Thursday, November 13, 2008

Wrong Wrong Wrong

JOHN HEINZL

Globe and Mail Update

November 13, 2008 at 6:00 AM EST

As we watched the stock market take another sickening dive yesterday, a thought occurred to us. Two thoughts, actually.

Thought #1: Boy, things really suck out there.

Thought #2: Everything we were told about investing was dead wrong.

There is no need to dwell on #1, for it is now widely understood that things well and truly suck everywhere you look. But it is worth delving a little deeper into #2, because we all probably wish we'd been more skeptical of the assumptions we accepted as gospel before the financial world blew up.

For example, we were told time and again that nothing would stop Americans from spending. “Never bet against the U.S. consumer” went the refrain, and for years that was a smart strategy, because whether they were facing high gas prices, hurricanes or rising interest rates, Joe and Jane American kept shopping as if it were part of their genetic makeup.

Of course, we now understand what was behind the great American spending spree: an obscene amount of debt. It wasn't rising incomes or job growth that kept the malls packed, but credit cards, home-equity loans and various no-interest, money-down schemes made possible by asset-backed securities markets that were hungry for any paper you could feed them.

These sources of credit have either dried up or been seriously curtailed, which is why we have retailers such as Circuit City going into Chapter 11 and Best Buy slashing its forecast yesterday, citing “seismic changes in consumer behaviour [that] have created the most difficult climate we've ever seen.”

Best Buy's grim outlook – it warned that same-store sales could tumble by as much as 15 per cent between now and February – helped cut the knees out from under the stock market again yesterday, sending the Dow Jones industrial average down 411.3 points or 4.7 per cent to 8,282.66.

Another investing “truth” that turned out to be a myth was that the price of oil – being a finite resource in a world of ever-growing demand – could only go up. A related myth was that China's huge appetite for commodities would keep resource-based economies such as Canada's humming right along, thank you very much.

Both of these assumptions have now been exposed as false. With the global economy sinking fast, the price of oil yesterday slid another $3.17 (U.S.) or 5.3 per cent to $56.16 a barrel – the lowest close in 21 months and a far cry from the $147 it fetched last summer.
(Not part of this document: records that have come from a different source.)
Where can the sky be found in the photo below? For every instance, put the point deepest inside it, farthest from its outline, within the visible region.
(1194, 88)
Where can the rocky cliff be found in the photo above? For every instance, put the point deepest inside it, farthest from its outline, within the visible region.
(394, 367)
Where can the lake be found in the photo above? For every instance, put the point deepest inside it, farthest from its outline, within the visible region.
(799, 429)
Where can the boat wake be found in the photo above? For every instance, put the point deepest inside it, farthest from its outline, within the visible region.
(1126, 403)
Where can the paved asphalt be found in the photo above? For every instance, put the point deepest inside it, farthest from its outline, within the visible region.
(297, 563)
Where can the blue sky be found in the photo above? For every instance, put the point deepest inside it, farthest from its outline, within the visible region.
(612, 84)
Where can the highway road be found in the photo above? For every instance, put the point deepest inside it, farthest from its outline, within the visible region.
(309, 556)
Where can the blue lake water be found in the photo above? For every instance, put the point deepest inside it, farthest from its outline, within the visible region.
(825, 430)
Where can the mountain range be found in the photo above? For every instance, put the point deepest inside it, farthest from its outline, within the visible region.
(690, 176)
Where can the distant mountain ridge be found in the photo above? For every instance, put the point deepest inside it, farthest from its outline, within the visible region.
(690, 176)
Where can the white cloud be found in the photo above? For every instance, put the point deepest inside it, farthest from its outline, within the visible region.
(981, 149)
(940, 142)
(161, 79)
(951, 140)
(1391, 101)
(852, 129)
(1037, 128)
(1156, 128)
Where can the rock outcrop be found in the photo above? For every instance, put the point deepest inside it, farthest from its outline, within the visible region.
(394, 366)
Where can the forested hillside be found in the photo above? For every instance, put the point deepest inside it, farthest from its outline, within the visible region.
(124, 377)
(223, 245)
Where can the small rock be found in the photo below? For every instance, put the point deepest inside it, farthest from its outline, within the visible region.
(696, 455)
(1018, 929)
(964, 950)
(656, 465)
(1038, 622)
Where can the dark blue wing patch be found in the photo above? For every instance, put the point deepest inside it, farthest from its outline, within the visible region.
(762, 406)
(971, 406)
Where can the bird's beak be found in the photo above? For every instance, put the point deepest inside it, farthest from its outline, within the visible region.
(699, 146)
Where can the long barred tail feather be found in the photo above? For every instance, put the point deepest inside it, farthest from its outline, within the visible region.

As oil plunges, so does Canada's main stock index, which dropped 501.43 points or 5.3 per cent to 8,922.57 yesterday.

China, meanwhile, is looking more and more like a bubble in the process of popping. Property prices are plunging, factories are closing and the government – in a desperate move to prevent a severe economic slump that would spark widespread social unrest – is pouring more than a half-trillion dollars into infrastructure projects. Focusing on its domestic economy makes sense, given that Americans are no longer in a position to buy the goods rolling off Chinese assembly lines.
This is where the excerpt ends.